| The
Terminal Movie Review
Afflicted with a chronic, and
ultimately fatal, attack of the cutes, Steven Spielberg's
The Terminal is his slightest film to date.
Though undoubtedly imbued
with the master craftsman touch, he and Tom Hanks have
made a Roberto Benigni movie without Roberto Benigni.
The "funny foreigner makes me laugh" shtick
is what comes across here instead of the "fish-out-of-water
and starting to evolve" story they attempted to
make. Hanks plays the funny foreigner, Victor Navorski,
who finds himself without a country, and trapped inside
the confines of John F. Kennedy International Airport,
when his Eastern European homeland of Krakoshia experiences
a military coup. Since the US doesn't recognize the
current regime it can't recognize Victor's status, thus
he can't leave the airport or he'll risk being deported.
Particularly damaging,
right off to the film, is Spielberg's inability to make
any of this plausible to us. First off--and it's minor
but it adds up--we see the airport's Homeland Security
officer, Frank Dixon (the ever-great Stanley Tucci),
fingering a group of Chinese tourists as smugglers.

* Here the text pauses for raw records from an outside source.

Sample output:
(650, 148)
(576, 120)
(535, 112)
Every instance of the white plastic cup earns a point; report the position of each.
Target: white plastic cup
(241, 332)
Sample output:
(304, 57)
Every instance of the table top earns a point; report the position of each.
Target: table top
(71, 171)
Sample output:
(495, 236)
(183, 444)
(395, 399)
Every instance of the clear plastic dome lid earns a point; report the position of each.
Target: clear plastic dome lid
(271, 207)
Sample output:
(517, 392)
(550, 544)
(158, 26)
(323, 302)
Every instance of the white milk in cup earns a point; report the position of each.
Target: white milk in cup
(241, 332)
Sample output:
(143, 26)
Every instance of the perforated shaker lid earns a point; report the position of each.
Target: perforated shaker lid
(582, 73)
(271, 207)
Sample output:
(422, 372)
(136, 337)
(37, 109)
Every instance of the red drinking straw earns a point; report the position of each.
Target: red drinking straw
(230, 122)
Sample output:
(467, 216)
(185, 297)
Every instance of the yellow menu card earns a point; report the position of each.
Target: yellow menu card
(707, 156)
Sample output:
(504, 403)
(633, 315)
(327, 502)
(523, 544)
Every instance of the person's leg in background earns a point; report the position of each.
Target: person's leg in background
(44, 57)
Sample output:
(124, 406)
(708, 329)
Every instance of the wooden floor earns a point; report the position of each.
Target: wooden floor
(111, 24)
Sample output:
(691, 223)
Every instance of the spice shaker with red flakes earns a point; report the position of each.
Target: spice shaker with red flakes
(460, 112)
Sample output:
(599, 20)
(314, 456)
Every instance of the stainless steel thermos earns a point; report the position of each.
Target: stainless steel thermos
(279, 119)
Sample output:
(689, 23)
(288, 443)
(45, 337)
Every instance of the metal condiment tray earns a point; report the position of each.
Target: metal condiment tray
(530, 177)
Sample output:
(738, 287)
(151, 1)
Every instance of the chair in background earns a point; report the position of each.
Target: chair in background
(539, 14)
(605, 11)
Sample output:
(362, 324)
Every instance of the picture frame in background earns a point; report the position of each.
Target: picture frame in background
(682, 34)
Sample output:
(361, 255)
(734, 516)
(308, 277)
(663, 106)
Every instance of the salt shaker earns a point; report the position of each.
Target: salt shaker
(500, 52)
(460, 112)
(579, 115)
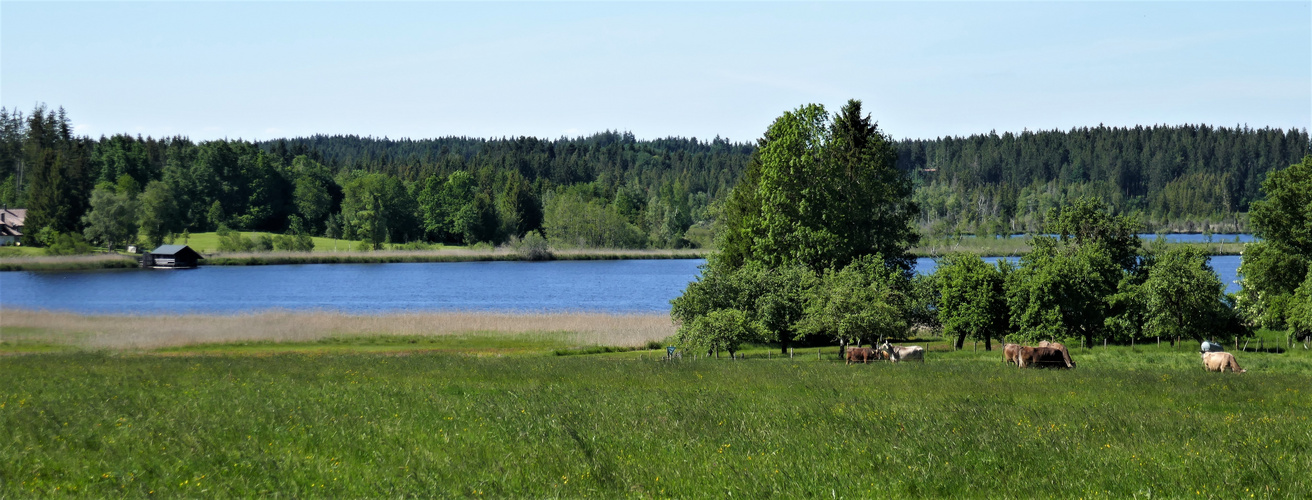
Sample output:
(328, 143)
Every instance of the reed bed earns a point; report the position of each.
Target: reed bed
(129, 332)
(617, 425)
(68, 263)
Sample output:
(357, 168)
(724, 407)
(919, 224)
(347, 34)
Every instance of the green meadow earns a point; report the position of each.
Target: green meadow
(507, 415)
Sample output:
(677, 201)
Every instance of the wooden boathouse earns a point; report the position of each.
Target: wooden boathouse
(171, 257)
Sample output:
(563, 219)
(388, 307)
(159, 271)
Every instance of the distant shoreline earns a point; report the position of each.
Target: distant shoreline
(984, 248)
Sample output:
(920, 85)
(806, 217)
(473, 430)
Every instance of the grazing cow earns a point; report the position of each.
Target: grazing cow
(1009, 352)
(1041, 357)
(1059, 347)
(862, 354)
(898, 353)
(1220, 361)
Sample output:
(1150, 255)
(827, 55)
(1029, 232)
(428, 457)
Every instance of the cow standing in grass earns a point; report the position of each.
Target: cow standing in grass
(1046, 356)
(1220, 362)
(1010, 352)
(862, 354)
(899, 353)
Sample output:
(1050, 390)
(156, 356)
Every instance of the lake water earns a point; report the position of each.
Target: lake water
(1186, 238)
(602, 286)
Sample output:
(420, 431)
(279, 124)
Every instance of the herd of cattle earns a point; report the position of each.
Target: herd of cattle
(1046, 354)
(886, 351)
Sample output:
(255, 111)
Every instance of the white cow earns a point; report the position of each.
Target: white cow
(908, 353)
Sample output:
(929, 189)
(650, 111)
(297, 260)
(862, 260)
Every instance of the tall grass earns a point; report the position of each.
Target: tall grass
(68, 263)
(160, 331)
(368, 425)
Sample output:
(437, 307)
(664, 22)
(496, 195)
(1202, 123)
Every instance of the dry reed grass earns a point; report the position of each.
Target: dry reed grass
(126, 332)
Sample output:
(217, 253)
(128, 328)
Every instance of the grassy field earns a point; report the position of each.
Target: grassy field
(500, 412)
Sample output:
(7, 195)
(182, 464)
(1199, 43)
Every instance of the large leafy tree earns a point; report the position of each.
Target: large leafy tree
(1060, 291)
(820, 192)
(312, 190)
(972, 299)
(1184, 297)
(860, 302)
(112, 218)
(158, 214)
(1063, 286)
(720, 330)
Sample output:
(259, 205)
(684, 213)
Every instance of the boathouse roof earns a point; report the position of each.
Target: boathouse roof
(177, 251)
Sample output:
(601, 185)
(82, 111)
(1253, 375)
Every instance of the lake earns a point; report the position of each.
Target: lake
(600, 286)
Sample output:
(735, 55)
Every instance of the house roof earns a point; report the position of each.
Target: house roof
(13, 217)
(175, 251)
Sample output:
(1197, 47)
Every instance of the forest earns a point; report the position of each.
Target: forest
(608, 189)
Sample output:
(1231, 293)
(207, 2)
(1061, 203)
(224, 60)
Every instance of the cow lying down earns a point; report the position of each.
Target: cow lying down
(1220, 361)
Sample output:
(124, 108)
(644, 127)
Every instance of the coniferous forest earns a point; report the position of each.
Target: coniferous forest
(609, 189)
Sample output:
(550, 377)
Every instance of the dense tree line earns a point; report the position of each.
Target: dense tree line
(608, 189)
(795, 267)
(1174, 177)
(602, 190)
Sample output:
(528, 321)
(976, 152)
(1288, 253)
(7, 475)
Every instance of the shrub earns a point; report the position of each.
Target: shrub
(232, 240)
(720, 330)
(532, 247)
(294, 243)
(67, 243)
(264, 243)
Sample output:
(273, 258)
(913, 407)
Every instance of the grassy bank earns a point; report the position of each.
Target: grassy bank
(1128, 421)
(445, 255)
(126, 332)
(451, 255)
(70, 263)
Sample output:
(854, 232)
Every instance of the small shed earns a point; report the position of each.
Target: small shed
(171, 257)
(11, 225)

The tourists do indeed seem to be hiding something for
they take off like madmen, dashing through the airport.
Navorski is sitting on a bench when he's approached
by Dixon's right-hand guard, Ray Thurman (Barry Shabaka
Henley) and asked to come with him. In the background
a few of the Chinese tourists are still seen bolting
along in the background. Thurman does nothing. Right
there he is no longer a security officer, he's just
an actor playing one and no more serious about this
than we should be.
That throw-away joke
is just one of a series (look for a juggling waiter
later) that Spielberg allows, probably instigated, and
his inability to walk away from that easy mark irreparably
harms the whole of the film. There was a time when Spielberg
built our confidence and stashed our credibility until
the end, when he'd cash in on it in spectacular, and
satisfactory fashion. But in his recent films, Catch
Me If You Can (Hanks's Carl Hanratty pulls out the lone
red sock that turned his wash load pink) and Minority
Report (the jet pack cooks the hamburgers on the grill),
he keeps returning to us like a teenager at an ATM machine.
What follows is just
as damaging. It's a long talking head sequence where
Dixon explains to Victor why his passport has been confiscated,
and why he can't leave the international confines of
the airport, even though it's well established halfway
through the conversation that Navorski can't understand
English. Thurman gets in the act too, throwing in further
points of clarification. Spielberg wants to make the
point that the bureaucratic system has them so ingrained
with procedure that they continue on in the exposition
even though they're relatively aware that Navorski doesn't
understand a word they're saying. He does, however,
seem to get the notion that he can't leave the airport,
though I'm hard pressed to say how.
Where the film does
shine are the sequences that probably attracted these
two in the first place, a kind of Cast Away survival
story within the confines of a very civilized environment.
Viktor learns that returning carts will earn him quarters
and soon becomes the airport's unofficial cart shepherd.
He gets a construction job after building a beautiful
cornice. He helps a fellow airport employee, Enrique
Cruz (Diego Luna), woo a customs official (Zoë
Saldana). He earns the respect of the airport staff
by defusing a potentially dangerous situation with an
upset immigrant. It's very winning and told straight.
The rest of it, however,
is not so straight, and, frankly, provides the kind
of sentimentality that hasn't been this obvious (with
the same level of talent involved) since Patch Adams.
Navorski falls for a gorgeous and incredibly unstable
airline stewardess, played by the getting-prettier-by-the-minute
Catherine Zeta-Jones, which causes slipping and silliness.
A sub-plot with a mysterious can of Planters peanuts
and Navorski's real reason for coming to America have
no heft after all the shenanigans and rim-shots.
But the real prat-fall
here is Spielberg's. I don't care if we have to get
through this middling fare as long as he's working,
keeping fit, trying new things. He'll get back up again.
And something he learned making The Terminal will make
the cinema the richer, even if it isn't the film itself.